Masters Athletics - Age-graded Tables

Age-graded Tables

A major contribution of masters athletics was the introduction of the Age-Graded Tables, a set of "age factors" and "age standards" that, when multiplied by a time or distance, allow athletes of any age and event to compare their performances with that of any other athlete. According to "Age-Graded Tables" published by National Masters News, individual statisticians first devised the tables in the mid-1970s as a way of helping score multi-event competitions for older athletes, such as the decathlon, heptathlon and indoor pentathlon.

The first official Age-Graded Tables were compiled by WAVA and published by National Masters News in 1989. Revisions (taking into account improved performances at all ages) were released in 1991, 1994 and 2006. The tables can be applied to five-year age groups or individual ages from 8 to 100. The only official use of the Age-Graded Tables by WMA is in scoring multi-event competitions. But the Age-Graded Tables have been incorporated into track meet management software by Hy-Tek and others and used to determine age-graded winners in many other competitions, especially road runs.
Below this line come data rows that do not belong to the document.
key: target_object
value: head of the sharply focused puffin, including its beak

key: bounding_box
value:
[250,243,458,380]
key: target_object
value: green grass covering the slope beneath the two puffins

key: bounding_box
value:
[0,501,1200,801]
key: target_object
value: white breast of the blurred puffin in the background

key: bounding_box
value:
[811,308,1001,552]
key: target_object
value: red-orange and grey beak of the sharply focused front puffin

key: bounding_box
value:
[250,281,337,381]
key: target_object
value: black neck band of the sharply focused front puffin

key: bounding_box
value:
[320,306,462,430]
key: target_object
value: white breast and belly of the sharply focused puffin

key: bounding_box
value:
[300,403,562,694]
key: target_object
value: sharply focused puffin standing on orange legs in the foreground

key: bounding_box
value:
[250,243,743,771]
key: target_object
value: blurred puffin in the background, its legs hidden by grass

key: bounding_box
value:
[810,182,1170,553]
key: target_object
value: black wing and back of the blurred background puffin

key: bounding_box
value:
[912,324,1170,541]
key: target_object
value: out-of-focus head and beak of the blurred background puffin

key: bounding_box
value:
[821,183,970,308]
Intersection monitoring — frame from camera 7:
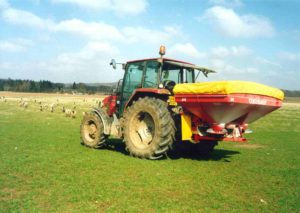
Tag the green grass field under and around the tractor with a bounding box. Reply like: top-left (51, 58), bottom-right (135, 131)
top-left (0, 94), bottom-right (300, 212)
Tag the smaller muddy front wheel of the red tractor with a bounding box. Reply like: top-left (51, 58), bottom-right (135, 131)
top-left (80, 112), bottom-right (107, 149)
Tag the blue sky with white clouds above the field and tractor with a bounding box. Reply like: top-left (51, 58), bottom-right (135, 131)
top-left (0, 0), bottom-right (300, 90)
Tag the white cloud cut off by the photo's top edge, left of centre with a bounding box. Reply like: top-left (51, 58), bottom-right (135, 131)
top-left (52, 0), bottom-right (148, 15)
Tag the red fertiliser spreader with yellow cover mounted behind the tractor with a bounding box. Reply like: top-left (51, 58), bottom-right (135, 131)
top-left (173, 81), bottom-right (283, 142)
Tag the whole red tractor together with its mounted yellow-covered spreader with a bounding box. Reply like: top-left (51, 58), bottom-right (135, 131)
top-left (80, 46), bottom-right (283, 159)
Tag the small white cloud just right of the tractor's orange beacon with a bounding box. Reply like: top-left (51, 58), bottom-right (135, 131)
top-left (167, 43), bottom-right (204, 58)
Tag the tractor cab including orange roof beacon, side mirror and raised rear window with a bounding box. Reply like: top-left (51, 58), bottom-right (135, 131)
top-left (110, 46), bottom-right (215, 116)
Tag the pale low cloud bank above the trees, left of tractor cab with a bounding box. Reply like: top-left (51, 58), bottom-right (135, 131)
top-left (0, 42), bottom-right (124, 83)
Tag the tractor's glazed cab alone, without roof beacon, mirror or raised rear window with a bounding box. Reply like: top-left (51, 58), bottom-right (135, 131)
top-left (117, 58), bottom-right (195, 114)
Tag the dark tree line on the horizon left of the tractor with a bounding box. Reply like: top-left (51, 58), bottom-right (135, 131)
top-left (0, 79), bottom-right (113, 94)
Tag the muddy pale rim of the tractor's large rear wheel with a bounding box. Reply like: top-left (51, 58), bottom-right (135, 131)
top-left (130, 112), bottom-right (155, 149)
The tables also show how an older athlete's performance compares with an Open (20-30) athlete's mark. But the tables have been controversial. For example, Jamaican-born Olympian Merlene Ottey in 2006 ran the 100-meter dash in 11.34 seconds at the age of 46. The Age-Graded Tables suggest that performance corresponds to an Open (ages 20–30) equivalent of 10.122. Since the open world record for women is 10.49 (by Florence Griffith Joyner in 1988), Ottey's converted mark seems implausible. In fact, the WMA committee has excluded certain performances as "nonrepresentative," and not used them in designing the Age-Graded Tables.